Altre lettere pubblicate, relative allo stesso tema, mi sembrano decisamente più “articolate” e nelle quali si cerca di individuare con precisione le principali cause della medicina difensiva.

Riccardo Tartaglia, direttore del centro gestione rischio clinico e sicurezza del paziente della 
Regione Toscana, sostiene: “La medicina difensiva, almeno nella mia esperienza, è spesso la conseguenza del lavoro in solitudine e di una cultura individuale-individualistica della professione.

E’ il singolo professionista che si vuole tutelare rispetto all’insicurezza della sua decisione diagnostica, non è in genere il team di professionisti che si assume collegialmente l’onere della scelta clinica.

Anche per questo il ‘team working’ è ritenuto sempre di più da parte delle istituzioni scientifiche uno dei doveri della medicina moderna.

Lo stesso vale per quanto concerne la partecipazione del paziente e quindi la sua consapevolezza sull’utilità degli accertamenti da effettuare”.

E poi rileva: “Abbiamo credo tutti molto presenti le conflittualità esistenti in tanti ospedali che impediscono di fatto la collaborazione tra colleghi.

Basta pensare ai gruppi oncologici multidisciplinari che in qualche azienda sanitaria nemmeno si riuniscono pur essendo la qualità della cura oncologica fortemente correlata al confronto tra radiologo, chirurgo, oncologo, radioterapista ecc…

E’ chiaro che se è una singola persona a decidere il timore di sbagliare sarà maggiore e lo porterà a tutelarsi semmai aggiungendo esami e terapie inappropriate”.

Secondo Giorgio Tulli, già direttore del dipartimento delle terapie intensive e medicina perioperatoria dell’Asl di Firenze, “il problema della medicina difensiva è un effetto di una causa più vasta che risiede non solo nella incapacità a fare ‘team working’ ma risiede nel concetto tipico italico della concezione individualistica della professione anche come business e questo sia nel pubblico che nel privato”.

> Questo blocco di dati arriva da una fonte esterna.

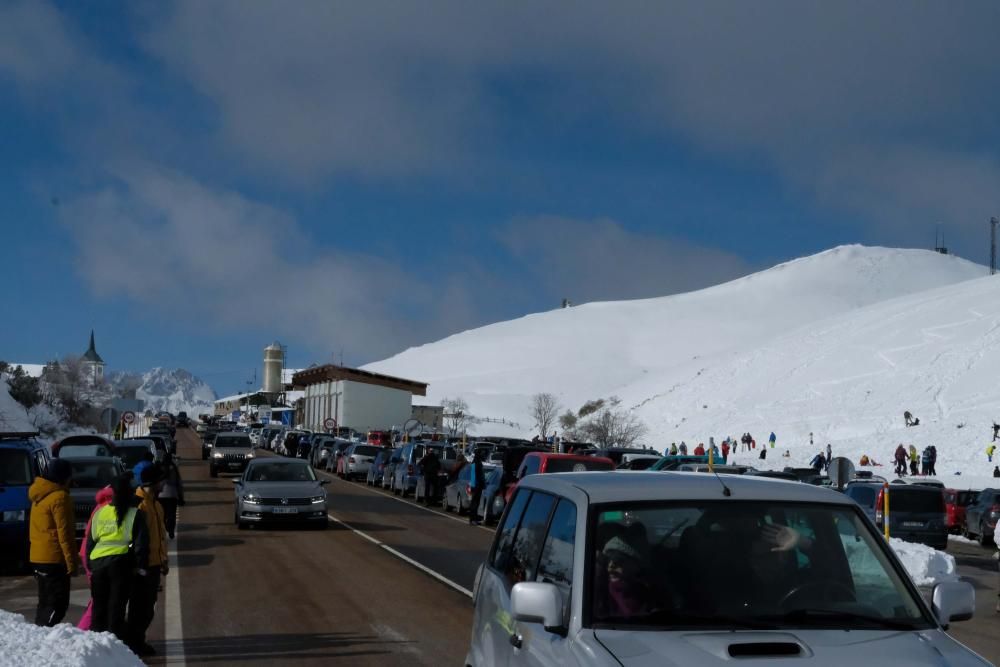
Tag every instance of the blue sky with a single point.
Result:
(196, 179)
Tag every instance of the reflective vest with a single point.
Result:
(110, 538)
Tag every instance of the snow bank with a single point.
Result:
(926, 566)
(24, 644)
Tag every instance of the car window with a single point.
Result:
(522, 562)
(507, 530)
(15, 468)
(556, 563)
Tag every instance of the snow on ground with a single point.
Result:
(836, 345)
(926, 566)
(24, 644)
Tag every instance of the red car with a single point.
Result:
(536, 463)
(955, 502)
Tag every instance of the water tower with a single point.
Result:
(274, 362)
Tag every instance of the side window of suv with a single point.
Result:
(556, 563)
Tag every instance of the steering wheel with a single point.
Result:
(826, 586)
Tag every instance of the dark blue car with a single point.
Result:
(22, 458)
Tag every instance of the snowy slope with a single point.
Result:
(643, 350)
(175, 390)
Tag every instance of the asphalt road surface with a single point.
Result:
(387, 584)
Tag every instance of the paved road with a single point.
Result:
(302, 597)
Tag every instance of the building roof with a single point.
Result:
(331, 372)
(91, 353)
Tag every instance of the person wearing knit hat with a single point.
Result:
(52, 532)
(146, 584)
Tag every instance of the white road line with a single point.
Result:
(173, 625)
(420, 566)
(380, 492)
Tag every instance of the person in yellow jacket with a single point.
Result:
(118, 540)
(145, 584)
(52, 531)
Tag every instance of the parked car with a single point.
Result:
(83, 445)
(231, 453)
(22, 459)
(457, 495)
(609, 570)
(916, 513)
(358, 459)
(279, 490)
(955, 502)
(377, 469)
(133, 451)
(538, 463)
(90, 475)
(981, 516)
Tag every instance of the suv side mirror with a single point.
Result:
(533, 602)
(953, 601)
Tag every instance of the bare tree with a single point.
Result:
(544, 410)
(456, 415)
(614, 427)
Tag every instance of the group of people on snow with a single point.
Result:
(123, 552)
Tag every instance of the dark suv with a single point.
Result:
(916, 513)
(981, 516)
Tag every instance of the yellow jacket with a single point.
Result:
(52, 528)
(153, 511)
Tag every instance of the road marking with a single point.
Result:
(420, 566)
(388, 494)
(173, 625)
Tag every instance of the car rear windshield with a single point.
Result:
(233, 441)
(912, 500)
(279, 472)
(93, 474)
(577, 465)
(15, 468)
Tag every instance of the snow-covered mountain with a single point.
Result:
(838, 344)
(172, 390)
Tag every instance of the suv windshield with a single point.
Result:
(15, 468)
(282, 472)
(758, 565)
(233, 441)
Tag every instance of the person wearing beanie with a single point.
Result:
(142, 601)
(52, 534)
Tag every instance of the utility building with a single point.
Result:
(356, 399)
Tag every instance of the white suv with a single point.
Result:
(657, 568)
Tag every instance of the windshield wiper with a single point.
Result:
(806, 615)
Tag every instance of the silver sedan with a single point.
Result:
(274, 490)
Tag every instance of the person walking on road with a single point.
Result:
(476, 485)
(117, 540)
(146, 583)
(430, 466)
(103, 497)
(172, 495)
(52, 532)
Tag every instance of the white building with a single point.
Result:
(356, 399)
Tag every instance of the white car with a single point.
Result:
(650, 568)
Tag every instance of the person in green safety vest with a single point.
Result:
(117, 543)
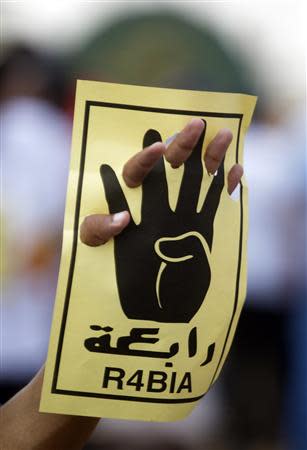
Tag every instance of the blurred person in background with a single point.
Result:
(35, 139)
(166, 50)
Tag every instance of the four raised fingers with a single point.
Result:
(99, 228)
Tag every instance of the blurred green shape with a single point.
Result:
(162, 49)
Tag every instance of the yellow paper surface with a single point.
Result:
(155, 365)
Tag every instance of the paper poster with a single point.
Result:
(142, 325)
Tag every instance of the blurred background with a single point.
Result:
(260, 400)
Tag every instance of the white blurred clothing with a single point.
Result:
(275, 172)
(35, 141)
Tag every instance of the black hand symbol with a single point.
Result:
(162, 267)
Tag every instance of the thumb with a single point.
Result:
(181, 248)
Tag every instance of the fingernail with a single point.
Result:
(194, 122)
(118, 217)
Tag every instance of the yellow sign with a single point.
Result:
(143, 324)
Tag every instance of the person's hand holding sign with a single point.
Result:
(165, 257)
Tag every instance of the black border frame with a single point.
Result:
(88, 105)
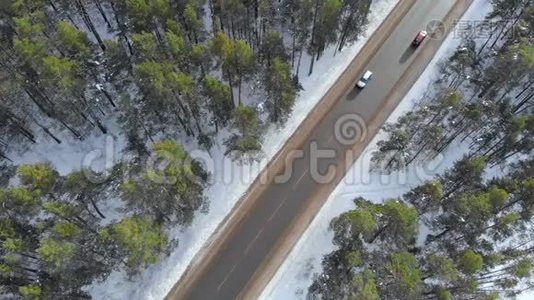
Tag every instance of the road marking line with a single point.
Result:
(277, 209)
(225, 278)
(252, 242)
(300, 178)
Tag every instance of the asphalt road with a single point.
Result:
(235, 264)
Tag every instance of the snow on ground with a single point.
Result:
(296, 273)
(231, 179)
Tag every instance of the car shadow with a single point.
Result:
(353, 93)
(407, 53)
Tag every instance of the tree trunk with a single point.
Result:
(89, 23)
(102, 13)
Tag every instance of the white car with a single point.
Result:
(365, 78)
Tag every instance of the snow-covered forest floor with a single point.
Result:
(229, 178)
(304, 262)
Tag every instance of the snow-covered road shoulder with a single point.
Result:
(297, 272)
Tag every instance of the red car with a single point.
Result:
(419, 38)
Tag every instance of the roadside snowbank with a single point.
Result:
(231, 179)
(297, 272)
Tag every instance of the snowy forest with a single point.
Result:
(165, 71)
(464, 234)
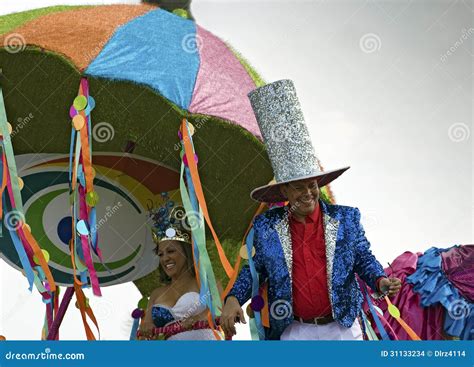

E poi: “La professione è un affare personale e meno persone ci mettono il becco meglio è.

Questo concetto si lega al distorto concetto di come viene concepita la deontologia medica e come non viene assolutamente concepita la centralità del paziente che oggi è ‘suddito’ e non  ‘padrone’”.

Prosegue così: “E’ vero che la rifondazione culturale della medicina italiana comincia da una attenta selezione di chi vuole intraprendere la professione sanitaria e da una attenta valutazione dell’ insegnamento universitario (per altro la difficoltà in questo Paese di valutare il merito ci allontana sempre più da misure della valutazione seppure imperfette ma sempre perfettibili , leggi come in Italia si boicotta il test Invalsi, leggi come in Italia si guardano di traverso gli ‘scoring’ ed in generale le misure oggettive), ma la rifondazione passa per una organizzazione sanitaria nuova, diversa, integrata”.

Si possono condividere o meno i contenuti delle lettere, ma esse dimostrano comunque, a mio avviso, che il tema della medicina difensiva sia più complesso di quanto possa apparire, soprattutto ai non addetti ai lavori.

Certo, per contrastarla ci si può limitare a stabilire dei limiti di natura quantitativa all’utilizzo di determinate terapie e di determinati esami.

Ma non sarebbe corretto e non si risolverebbe il problema alla radice, come necessario.

Pertanto occorre approfondire la ricerca delle vere cause alla base del fenomeno della medicina difensiva e realizzare interventi che incidano realmente su tali cause.